Feeding Elicited by Microinjections, Lab Report Example

Question 1: For 10 points, neatly graph the food intake and latency data so as to most clearly represent the findings.  This could be bar graphs, line graphs or even a table.  Include a measure of both the central tendency (i.e., the mean or median) and the variability (individual data, standard error of the mean, or standard deviation).  Write a brief description of the results.

Table 1:

Summary of experiment results

Table 1 above shows comparison between findings from the vehicle experiment and the DNQX.  The mean latency period for the control was 43.18 while that of the independent experiment was 30.  Average food intake in the control was 0 but on the independent case was -0.027g.

Chat1:

Line graph of latency period vs. food intake in that period for the two experiments

From the graph there is no variation in latency in the vehicle case experiment while the case control has a latency variation of between 25 and 45 minutes

Question 2: Ideally there is only one difference in the treatment of the control and experimental subjects.  This treatment is called the independent variable.  The independent variable in this week’s lab was the application of DNQX to the nucleus accumbens.  However, because of the experimental design there were several differences in the control treatment and the experimental treatment.  What was at least one of these differences and how would you redesign the experiment to eliminate this (these) problem?
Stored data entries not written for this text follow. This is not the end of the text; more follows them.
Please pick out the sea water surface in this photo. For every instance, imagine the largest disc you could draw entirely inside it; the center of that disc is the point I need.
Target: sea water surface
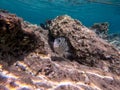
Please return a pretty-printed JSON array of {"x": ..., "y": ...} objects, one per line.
[{"x": 87, "y": 11}]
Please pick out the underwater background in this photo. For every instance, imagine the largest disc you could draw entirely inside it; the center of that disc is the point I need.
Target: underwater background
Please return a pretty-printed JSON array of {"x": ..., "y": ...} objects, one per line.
[{"x": 87, "y": 11}]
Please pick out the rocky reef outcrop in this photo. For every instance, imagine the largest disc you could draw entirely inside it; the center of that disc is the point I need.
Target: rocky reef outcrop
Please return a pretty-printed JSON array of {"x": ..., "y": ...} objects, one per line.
[
  {"x": 85, "y": 46},
  {"x": 65, "y": 56}
]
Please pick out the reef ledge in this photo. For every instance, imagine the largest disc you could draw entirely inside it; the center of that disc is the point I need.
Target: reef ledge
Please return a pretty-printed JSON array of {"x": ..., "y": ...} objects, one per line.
[{"x": 65, "y": 55}]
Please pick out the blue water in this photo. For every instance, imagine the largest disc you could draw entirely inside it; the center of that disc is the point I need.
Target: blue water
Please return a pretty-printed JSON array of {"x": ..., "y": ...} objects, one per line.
[{"x": 38, "y": 11}]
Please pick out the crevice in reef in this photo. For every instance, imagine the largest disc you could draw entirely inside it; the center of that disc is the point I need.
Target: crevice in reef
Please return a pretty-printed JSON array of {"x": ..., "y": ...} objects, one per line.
[{"x": 16, "y": 42}]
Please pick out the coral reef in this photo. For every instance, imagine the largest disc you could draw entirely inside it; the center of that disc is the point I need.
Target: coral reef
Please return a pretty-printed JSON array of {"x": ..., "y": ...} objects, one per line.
[
  {"x": 30, "y": 59},
  {"x": 86, "y": 47}
]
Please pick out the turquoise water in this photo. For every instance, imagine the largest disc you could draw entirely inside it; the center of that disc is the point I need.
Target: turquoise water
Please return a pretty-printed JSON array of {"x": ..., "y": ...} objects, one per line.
[{"x": 87, "y": 11}]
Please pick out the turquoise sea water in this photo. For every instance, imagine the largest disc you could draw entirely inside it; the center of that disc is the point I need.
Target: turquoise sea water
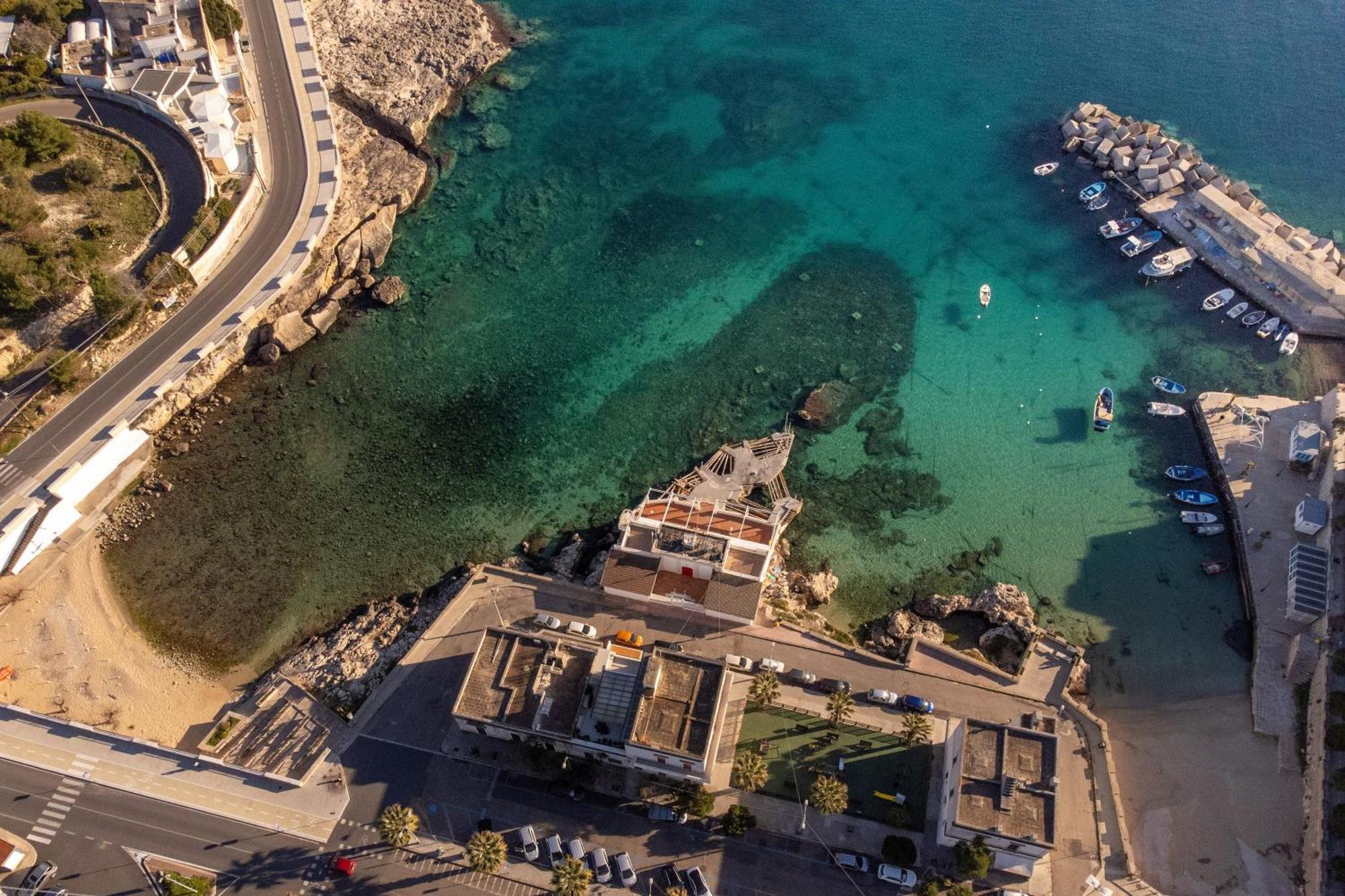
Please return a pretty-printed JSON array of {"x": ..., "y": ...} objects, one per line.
[{"x": 708, "y": 208}]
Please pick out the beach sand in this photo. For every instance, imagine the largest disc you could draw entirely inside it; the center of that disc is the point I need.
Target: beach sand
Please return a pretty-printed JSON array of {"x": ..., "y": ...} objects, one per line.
[
  {"x": 76, "y": 654},
  {"x": 1208, "y": 811}
]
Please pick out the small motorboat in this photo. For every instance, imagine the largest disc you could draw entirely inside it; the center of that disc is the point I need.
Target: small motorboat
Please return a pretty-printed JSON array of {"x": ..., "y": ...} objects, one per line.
[
  {"x": 1104, "y": 409},
  {"x": 1183, "y": 473},
  {"x": 1198, "y": 518},
  {"x": 1171, "y": 386},
  {"x": 1093, "y": 192},
  {"x": 1120, "y": 228},
  {"x": 1140, "y": 245},
  {"x": 1217, "y": 300}
]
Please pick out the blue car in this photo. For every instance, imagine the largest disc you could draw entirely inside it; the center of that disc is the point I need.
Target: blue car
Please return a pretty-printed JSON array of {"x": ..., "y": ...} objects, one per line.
[{"x": 917, "y": 704}]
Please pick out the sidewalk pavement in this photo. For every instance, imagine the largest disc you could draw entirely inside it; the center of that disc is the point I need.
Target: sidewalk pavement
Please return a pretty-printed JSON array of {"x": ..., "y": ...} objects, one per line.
[{"x": 138, "y": 767}]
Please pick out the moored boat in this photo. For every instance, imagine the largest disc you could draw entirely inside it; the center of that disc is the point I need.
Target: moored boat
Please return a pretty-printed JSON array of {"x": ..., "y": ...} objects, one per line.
[
  {"x": 1198, "y": 518},
  {"x": 1217, "y": 300},
  {"x": 1104, "y": 407},
  {"x": 1182, "y": 473},
  {"x": 1140, "y": 245},
  {"x": 1171, "y": 386},
  {"x": 1093, "y": 192},
  {"x": 1120, "y": 228}
]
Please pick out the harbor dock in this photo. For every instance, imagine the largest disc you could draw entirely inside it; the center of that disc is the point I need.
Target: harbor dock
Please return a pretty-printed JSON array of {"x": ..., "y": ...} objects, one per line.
[{"x": 1292, "y": 272}]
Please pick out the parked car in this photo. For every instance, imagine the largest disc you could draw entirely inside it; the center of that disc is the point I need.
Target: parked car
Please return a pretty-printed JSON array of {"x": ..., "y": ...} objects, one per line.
[
  {"x": 602, "y": 868},
  {"x": 899, "y": 876},
  {"x": 528, "y": 837},
  {"x": 625, "y": 869},
  {"x": 835, "y": 686},
  {"x": 583, "y": 630},
  {"x": 666, "y": 813},
  {"x": 917, "y": 704},
  {"x": 853, "y": 861},
  {"x": 742, "y": 663},
  {"x": 696, "y": 884},
  {"x": 555, "y": 853},
  {"x": 802, "y": 677}
]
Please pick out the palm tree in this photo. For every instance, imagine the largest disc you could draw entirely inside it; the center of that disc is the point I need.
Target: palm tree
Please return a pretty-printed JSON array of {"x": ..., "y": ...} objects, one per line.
[
  {"x": 766, "y": 689},
  {"x": 571, "y": 877},
  {"x": 399, "y": 825},
  {"x": 829, "y": 795},
  {"x": 486, "y": 852},
  {"x": 840, "y": 708},
  {"x": 915, "y": 729},
  {"x": 748, "y": 771}
]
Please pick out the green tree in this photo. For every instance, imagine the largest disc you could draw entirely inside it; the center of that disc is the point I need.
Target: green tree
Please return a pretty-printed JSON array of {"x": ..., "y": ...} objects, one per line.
[
  {"x": 486, "y": 852},
  {"x": 81, "y": 173},
  {"x": 840, "y": 708},
  {"x": 739, "y": 821},
  {"x": 41, "y": 138},
  {"x": 750, "y": 771},
  {"x": 829, "y": 795},
  {"x": 696, "y": 801},
  {"x": 915, "y": 729},
  {"x": 397, "y": 825},
  {"x": 766, "y": 689},
  {"x": 972, "y": 860},
  {"x": 571, "y": 877},
  {"x": 223, "y": 18}
]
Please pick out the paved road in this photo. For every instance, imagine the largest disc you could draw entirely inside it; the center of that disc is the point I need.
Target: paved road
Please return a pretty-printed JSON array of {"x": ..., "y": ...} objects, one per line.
[
  {"x": 290, "y": 171},
  {"x": 173, "y": 154}
]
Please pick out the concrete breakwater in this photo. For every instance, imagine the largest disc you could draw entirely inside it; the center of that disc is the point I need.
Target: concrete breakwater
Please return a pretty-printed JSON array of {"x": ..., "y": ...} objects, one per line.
[{"x": 1296, "y": 274}]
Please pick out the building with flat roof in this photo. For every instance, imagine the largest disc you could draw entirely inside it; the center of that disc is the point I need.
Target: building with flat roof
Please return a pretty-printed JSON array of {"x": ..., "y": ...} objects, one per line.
[
  {"x": 707, "y": 540},
  {"x": 1000, "y": 784},
  {"x": 654, "y": 710}
]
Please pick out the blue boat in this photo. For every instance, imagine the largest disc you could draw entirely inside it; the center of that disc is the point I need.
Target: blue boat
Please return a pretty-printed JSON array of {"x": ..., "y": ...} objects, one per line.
[
  {"x": 1171, "y": 386},
  {"x": 1093, "y": 192},
  {"x": 1186, "y": 474}
]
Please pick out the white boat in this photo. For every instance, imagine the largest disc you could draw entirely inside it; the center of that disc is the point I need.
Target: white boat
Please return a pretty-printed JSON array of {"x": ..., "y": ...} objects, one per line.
[{"x": 1198, "y": 517}]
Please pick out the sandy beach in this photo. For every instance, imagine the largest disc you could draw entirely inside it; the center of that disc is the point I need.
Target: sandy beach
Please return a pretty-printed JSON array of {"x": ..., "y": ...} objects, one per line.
[{"x": 76, "y": 654}]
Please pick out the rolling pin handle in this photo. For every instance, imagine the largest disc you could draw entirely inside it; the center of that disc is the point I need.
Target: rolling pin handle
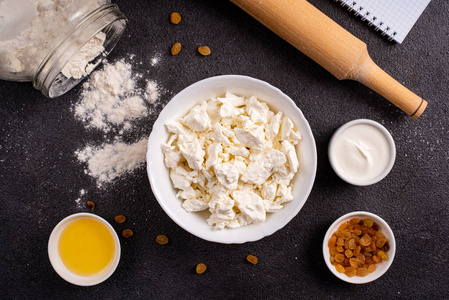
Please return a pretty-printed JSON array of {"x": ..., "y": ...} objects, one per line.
[{"x": 367, "y": 72}]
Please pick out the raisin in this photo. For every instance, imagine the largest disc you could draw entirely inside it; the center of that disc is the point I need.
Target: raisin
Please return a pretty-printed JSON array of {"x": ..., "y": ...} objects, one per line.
[
  {"x": 339, "y": 257},
  {"x": 332, "y": 241},
  {"x": 204, "y": 50},
  {"x": 354, "y": 221},
  {"x": 362, "y": 272},
  {"x": 380, "y": 242},
  {"x": 354, "y": 262},
  {"x": 382, "y": 255},
  {"x": 91, "y": 205},
  {"x": 348, "y": 253},
  {"x": 340, "y": 241},
  {"x": 340, "y": 268},
  {"x": 368, "y": 222},
  {"x": 376, "y": 259},
  {"x": 176, "y": 48},
  {"x": 365, "y": 240}
]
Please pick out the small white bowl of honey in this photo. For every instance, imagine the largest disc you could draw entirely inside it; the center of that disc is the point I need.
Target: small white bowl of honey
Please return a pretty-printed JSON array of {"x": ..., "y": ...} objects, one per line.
[{"x": 84, "y": 249}]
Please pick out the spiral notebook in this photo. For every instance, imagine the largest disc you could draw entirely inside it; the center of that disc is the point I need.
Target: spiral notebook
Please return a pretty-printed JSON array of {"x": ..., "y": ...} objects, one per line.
[{"x": 394, "y": 18}]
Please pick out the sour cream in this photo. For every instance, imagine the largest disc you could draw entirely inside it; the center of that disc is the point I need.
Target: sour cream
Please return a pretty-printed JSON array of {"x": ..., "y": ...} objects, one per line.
[{"x": 362, "y": 152}]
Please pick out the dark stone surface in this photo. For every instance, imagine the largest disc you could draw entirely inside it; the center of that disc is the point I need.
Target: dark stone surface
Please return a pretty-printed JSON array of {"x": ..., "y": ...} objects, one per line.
[{"x": 40, "y": 177}]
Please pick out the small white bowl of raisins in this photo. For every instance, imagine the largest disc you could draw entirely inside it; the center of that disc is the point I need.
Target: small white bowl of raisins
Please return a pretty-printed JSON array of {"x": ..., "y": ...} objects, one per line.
[{"x": 359, "y": 247}]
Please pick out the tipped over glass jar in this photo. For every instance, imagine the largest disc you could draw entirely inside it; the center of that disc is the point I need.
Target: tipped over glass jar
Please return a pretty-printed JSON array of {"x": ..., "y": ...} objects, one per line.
[{"x": 56, "y": 43}]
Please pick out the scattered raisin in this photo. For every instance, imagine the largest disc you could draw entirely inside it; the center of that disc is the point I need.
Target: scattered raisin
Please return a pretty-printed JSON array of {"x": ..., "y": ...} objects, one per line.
[
  {"x": 201, "y": 268},
  {"x": 91, "y": 205},
  {"x": 175, "y": 18},
  {"x": 176, "y": 48},
  {"x": 204, "y": 50},
  {"x": 252, "y": 259},
  {"x": 120, "y": 219},
  {"x": 161, "y": 239},
  {"x": 127, "y": 233}
]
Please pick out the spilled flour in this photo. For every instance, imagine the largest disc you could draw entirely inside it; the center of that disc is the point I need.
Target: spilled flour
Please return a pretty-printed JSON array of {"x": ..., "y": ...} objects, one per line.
[
  {"x": 112, "y": 102},
  {"x": 110, "y": 161}
]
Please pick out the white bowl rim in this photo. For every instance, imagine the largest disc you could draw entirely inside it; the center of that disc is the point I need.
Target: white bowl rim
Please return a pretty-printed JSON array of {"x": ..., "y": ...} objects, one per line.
[
  {"x": 354, "y": 181},
  {"x": 62, "y": 270},
  {"x": 237, "y": 239},
  {"x": 385, "y": 229}
]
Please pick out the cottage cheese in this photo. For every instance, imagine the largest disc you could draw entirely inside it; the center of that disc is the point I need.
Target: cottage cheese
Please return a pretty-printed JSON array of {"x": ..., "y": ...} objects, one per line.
[{"x": 233, "y": 156}]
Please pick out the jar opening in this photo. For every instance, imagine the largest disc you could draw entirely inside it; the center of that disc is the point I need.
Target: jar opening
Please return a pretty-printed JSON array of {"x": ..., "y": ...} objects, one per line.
[{"x": 106, "y": 19}]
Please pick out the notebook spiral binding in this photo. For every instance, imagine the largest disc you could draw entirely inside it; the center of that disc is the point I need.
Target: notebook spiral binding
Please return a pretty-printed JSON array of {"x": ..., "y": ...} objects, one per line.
[{"x": 366, "y": 16}]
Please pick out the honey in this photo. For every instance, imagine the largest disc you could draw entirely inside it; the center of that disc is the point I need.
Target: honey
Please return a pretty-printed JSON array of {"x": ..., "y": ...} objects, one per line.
[{"x": 86, "y": 247}]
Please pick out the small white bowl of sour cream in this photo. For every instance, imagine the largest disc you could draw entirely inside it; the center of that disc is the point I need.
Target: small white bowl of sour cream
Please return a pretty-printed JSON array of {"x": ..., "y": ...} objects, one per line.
[{"x": 362, "y": 152}]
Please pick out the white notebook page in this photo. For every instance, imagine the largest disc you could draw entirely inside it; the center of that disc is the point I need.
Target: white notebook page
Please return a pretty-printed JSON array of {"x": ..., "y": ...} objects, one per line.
[{"x": 394, "y": 18}]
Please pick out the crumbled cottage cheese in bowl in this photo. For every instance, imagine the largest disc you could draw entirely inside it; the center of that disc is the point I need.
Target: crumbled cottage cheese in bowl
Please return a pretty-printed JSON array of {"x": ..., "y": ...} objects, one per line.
[
  {"x": 231, "y": 151},
  {"x": 233, "y": 156}
]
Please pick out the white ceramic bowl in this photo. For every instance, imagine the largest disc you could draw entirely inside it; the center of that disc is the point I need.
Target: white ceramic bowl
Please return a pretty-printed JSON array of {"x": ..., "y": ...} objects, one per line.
[
  {"x": 380, "y": 268},
  {"x": 59, "y": 266},
  {"x": 179, "y": 106},
  {"x": 344, "y": 176}
]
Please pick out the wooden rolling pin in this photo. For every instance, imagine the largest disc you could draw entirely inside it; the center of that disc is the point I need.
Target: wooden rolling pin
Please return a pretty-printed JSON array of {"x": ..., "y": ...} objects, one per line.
[{"x": 338, "y": 51}]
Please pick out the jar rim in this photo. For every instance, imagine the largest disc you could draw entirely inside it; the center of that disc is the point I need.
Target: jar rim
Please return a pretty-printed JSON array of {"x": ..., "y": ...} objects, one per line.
[{"x": 48, "y": 77}]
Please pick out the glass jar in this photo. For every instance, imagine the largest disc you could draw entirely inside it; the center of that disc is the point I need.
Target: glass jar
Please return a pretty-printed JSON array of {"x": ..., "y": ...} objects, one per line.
[{"x": 56, "y": 43}]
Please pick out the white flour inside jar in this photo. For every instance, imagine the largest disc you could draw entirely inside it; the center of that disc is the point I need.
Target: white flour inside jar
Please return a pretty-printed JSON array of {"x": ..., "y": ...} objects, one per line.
[{"x": 80, "y": 64}]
Deference noticed include: latency period, this should be standardised. Other differences occurred in rat behaviour during study. The different behaviours like locomotion should be studies and made independent to further show different effect of certain controls.

Question 3: DNQX not only antagonizes AMPA receptors, but also antagonizes kainate receptors (another ionotropic glutamate receptor type). Design an experiment to determine which receptor type may mediate the behavioural effects we see in class. Discuss why you think your experiment idea can discriminate whether or not the effect is specific to the AMPA receptor.

In order to investigate effect of AMPA receptors we shall design an appropriate experiment to study the effects of AMPA receptors on feeding habits of rats.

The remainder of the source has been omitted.